I must also hasten to say that the young men within the inn were by no means averse to a good brawl, if such were offered, and gave as good as they got. The trick now is to try to cement this into mutual respect rather than mutual hatred; and this will be difficult under the circumstances.

I do not wish you to think I am criticizing Captains Fleming and Hampton, with whom I have established satisfactory relations. But the fort consists of four stakes pounded into the snowy ground, a few lines of tents, and the Polliwog. Hampton does his best to drill the men and keep them busy, and the Polliwog is usually out patrolling if the weather is clear; she is becoming a familiar sight in the sky. But the men have no respite from the cold, and no place to go when they are off-duty but Sergeant Allen's.

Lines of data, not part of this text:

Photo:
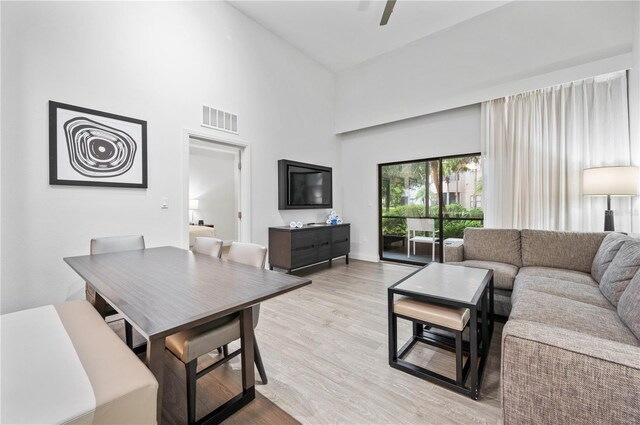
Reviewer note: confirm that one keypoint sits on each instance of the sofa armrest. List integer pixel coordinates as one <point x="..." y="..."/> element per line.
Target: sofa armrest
<point x="556" y="376"/>
<point x="453" y="253"/>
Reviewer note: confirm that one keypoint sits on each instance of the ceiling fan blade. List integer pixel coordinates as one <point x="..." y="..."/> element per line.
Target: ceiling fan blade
<point x="388" y="9"/>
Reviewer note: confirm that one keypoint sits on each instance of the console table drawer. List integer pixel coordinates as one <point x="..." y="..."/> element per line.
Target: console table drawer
<point x="294" y="248"/>
<point x="303" y="240"/>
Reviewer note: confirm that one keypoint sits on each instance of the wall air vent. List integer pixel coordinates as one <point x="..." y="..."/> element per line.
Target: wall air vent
<point x="220" y="120"/>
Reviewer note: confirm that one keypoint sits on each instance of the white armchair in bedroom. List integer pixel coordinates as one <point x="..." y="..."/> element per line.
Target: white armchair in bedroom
<point x="198" y="231"/>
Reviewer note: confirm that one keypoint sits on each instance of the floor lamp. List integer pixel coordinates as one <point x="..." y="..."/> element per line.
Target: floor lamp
<point x="610" y="181"/>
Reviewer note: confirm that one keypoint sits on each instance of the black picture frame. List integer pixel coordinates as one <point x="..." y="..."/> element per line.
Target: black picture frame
<point x="95" y="148"/>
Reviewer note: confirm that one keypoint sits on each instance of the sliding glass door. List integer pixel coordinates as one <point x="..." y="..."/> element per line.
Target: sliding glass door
<point x="427" y="203"/>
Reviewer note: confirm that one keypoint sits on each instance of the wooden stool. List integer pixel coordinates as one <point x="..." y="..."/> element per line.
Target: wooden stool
<point x="421" y="314"/>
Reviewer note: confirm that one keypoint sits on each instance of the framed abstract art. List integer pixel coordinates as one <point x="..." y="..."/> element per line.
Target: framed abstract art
<point x="94" y="148"/>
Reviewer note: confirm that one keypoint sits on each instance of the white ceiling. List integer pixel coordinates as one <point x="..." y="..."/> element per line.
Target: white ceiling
<point x="341" y="34"/>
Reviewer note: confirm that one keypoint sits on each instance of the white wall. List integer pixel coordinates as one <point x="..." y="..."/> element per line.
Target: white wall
<point x="212" y="182"/>
<point x="158" y="62"/>
<point x="517" y="47"/>
<point x="634" y="112"/>
<point x="452" y="132"/>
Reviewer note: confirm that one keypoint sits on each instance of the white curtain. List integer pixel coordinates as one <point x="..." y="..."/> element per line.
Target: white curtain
<point x="535" y="146"/>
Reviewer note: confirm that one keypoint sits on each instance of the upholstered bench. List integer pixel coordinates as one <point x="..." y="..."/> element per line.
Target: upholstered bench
<point x="63" y="364"/>
<point x="451" y="319"/>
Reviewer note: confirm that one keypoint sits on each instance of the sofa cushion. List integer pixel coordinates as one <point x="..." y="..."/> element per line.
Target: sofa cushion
<point x="608" y="249"/>
<point x="563" y="250"/>
<point x="503" y="274"/>
<point x="559" y="274"/>
<point x="572" y="315"/>
<point x="501" y="302"/>
<point x="622" y="269"/>
<point x="499" y="245"/>
<point x="629" y="305"/>
<point x="562" y="288"/>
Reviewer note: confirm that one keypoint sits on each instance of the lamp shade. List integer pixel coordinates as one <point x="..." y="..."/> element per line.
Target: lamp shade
<point x="610" y="181"/>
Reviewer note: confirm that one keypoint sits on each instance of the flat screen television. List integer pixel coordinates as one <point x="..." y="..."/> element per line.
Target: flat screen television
<point x="303" y="186"/>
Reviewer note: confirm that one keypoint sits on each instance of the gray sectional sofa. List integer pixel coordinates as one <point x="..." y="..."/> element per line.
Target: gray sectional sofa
<point x="571" y="345"/>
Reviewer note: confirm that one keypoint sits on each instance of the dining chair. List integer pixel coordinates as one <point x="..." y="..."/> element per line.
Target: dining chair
<point x="193" y="343"/>
<point x="424" y="225"/>
<point x="104" y="246"/>
<point x="208" y="246"/>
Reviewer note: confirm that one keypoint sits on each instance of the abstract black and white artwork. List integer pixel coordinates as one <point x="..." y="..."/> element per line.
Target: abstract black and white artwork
<point x="93" y="148"/>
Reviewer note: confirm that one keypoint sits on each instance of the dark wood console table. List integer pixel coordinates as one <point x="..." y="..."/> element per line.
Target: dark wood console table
<point x="291" y="248"/>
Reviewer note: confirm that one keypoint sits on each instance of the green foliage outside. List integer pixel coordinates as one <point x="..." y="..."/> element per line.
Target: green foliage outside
<point x="451" y="228"/>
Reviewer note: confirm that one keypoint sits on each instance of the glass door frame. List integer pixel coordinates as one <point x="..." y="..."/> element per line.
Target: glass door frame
<point x="440" y="217"/>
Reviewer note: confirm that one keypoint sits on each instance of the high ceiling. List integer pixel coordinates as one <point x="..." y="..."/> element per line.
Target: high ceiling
<point x="340" y="34"/>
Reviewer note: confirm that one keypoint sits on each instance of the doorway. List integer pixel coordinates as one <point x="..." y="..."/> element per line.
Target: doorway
<point x="215" y="186"/>
<point x="426" y="204"/>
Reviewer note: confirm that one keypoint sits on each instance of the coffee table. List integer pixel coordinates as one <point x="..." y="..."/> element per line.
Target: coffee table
<point x="452" y="286"/>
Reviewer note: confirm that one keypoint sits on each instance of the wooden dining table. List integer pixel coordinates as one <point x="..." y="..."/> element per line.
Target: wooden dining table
<point x="161" y="291"/>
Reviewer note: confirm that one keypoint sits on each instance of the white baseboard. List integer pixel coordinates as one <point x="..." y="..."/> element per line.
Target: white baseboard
<point x="364" y="257"/>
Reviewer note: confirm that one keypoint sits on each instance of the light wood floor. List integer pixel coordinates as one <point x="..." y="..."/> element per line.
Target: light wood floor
<point x="325" y="352"/>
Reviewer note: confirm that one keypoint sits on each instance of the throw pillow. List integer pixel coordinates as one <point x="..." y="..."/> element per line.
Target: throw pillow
<point x="622" y="269"/>
<point x="629" y="306"/>
<point x="607" y="251"/>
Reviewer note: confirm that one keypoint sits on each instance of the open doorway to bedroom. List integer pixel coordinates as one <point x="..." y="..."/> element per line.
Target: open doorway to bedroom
<point x="215" y="184"/>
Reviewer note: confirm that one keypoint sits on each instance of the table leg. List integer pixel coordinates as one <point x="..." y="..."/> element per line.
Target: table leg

A few—a very few, mostly from among the older troops—have managed to make friends with local families; by which I mean they are befriending the daughters of local families in the only possible way. Some of these, I think, will settle down here when their term of service is complete; others, well. Heartbreak is always a possibility, and it is not my responsibility to prevent it.

This is no time of year for building. The snows are deepening, and will grow worse before winter's end, and so there is little that can be done, at least by us. Come spring, though, we will need to take steps, and it were well if we could plan them now.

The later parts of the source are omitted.